Text Editor Cheatsheets

...

Demonstrating vi/vim text editor

VI/Vim is one of several text editors available for Linux Command Line. (vi filename or vim filename)

  • i - to start insert mode (allows you to enter text)

  • <esc> key - to exit out of insert mode

  • dd - when not in insert mode, to delete a whole line

  • :q - outside of insert mode to quit

  • :wq - outside of insert mode to write the contents to the file, and then quit

cat - reads file(s) sequentially, displaying content to the terminal

Code Block
[arcc-t10@blog2 arcc-t10]$ vi testfile

stuff and things
~                                                                                                                                
~                                                                                                                                
~                                                                                                                                
~                                                                                                                                
:wq            

[arcc-t10@blog2 arcc-t10]$ cat testfile
stuff and things

...

Try the vim tutor

Vim Tutor is a walkthrough for new users to get used to Vim.

Run vimtutor in the command line to begin learning interactively.

Code Block
[arc-t10@blog2 ~]$ vimtutor
===============================================================================
=    W e l c o m e   t o   t h e   V I M   T u t o r    -    Version 1.7      =
=============================================================================== 
     Vim is a very powerful editor that has many commands, too many to 
     explain in a tutor such as this.
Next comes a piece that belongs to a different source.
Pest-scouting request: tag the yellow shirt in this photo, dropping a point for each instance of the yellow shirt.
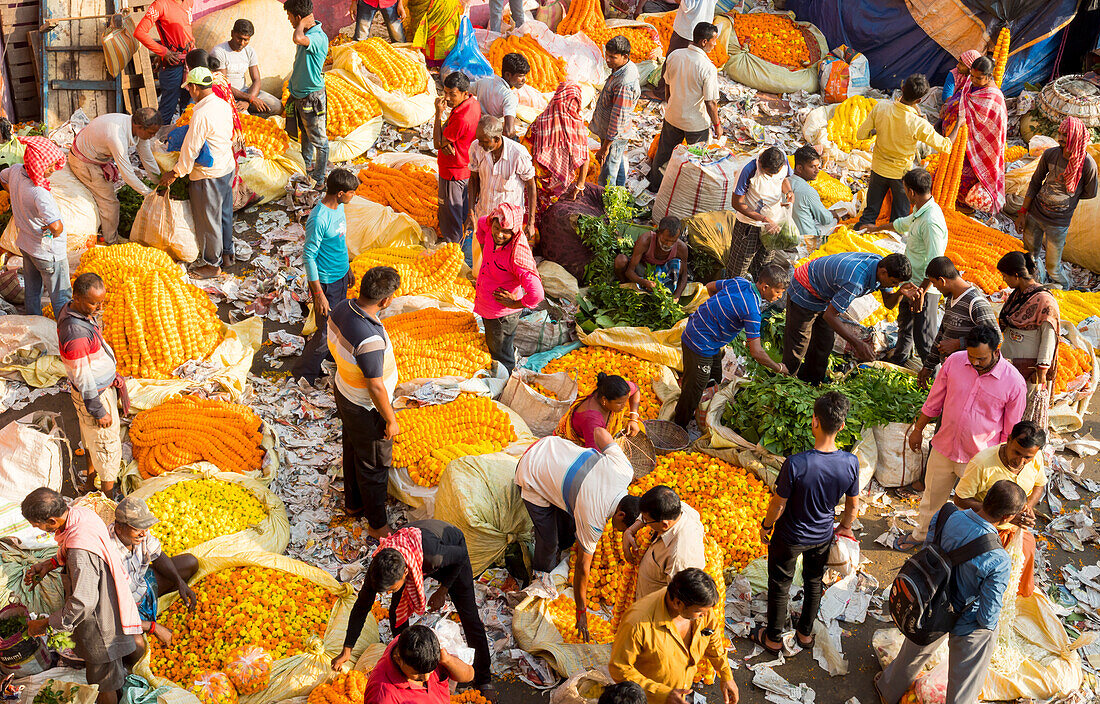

This tutor is designed to describe 
     enough of the commands that you will be able to easily use Vim as 
     an all-purpose editor. 
     ...

04 Using Linux to Search/Parse Text Files

Goals:

  • Using the command-line, demonstrate how to search and parse text files.

  • Show how export can be used to setup environment variables and echo to see what values they store.

  • Linux Commands:

    • find

    • cat / head / tail / grep

    • sort / uniq

    • Pipe | output from one command to the input of another, and redirect to a file using >, >>.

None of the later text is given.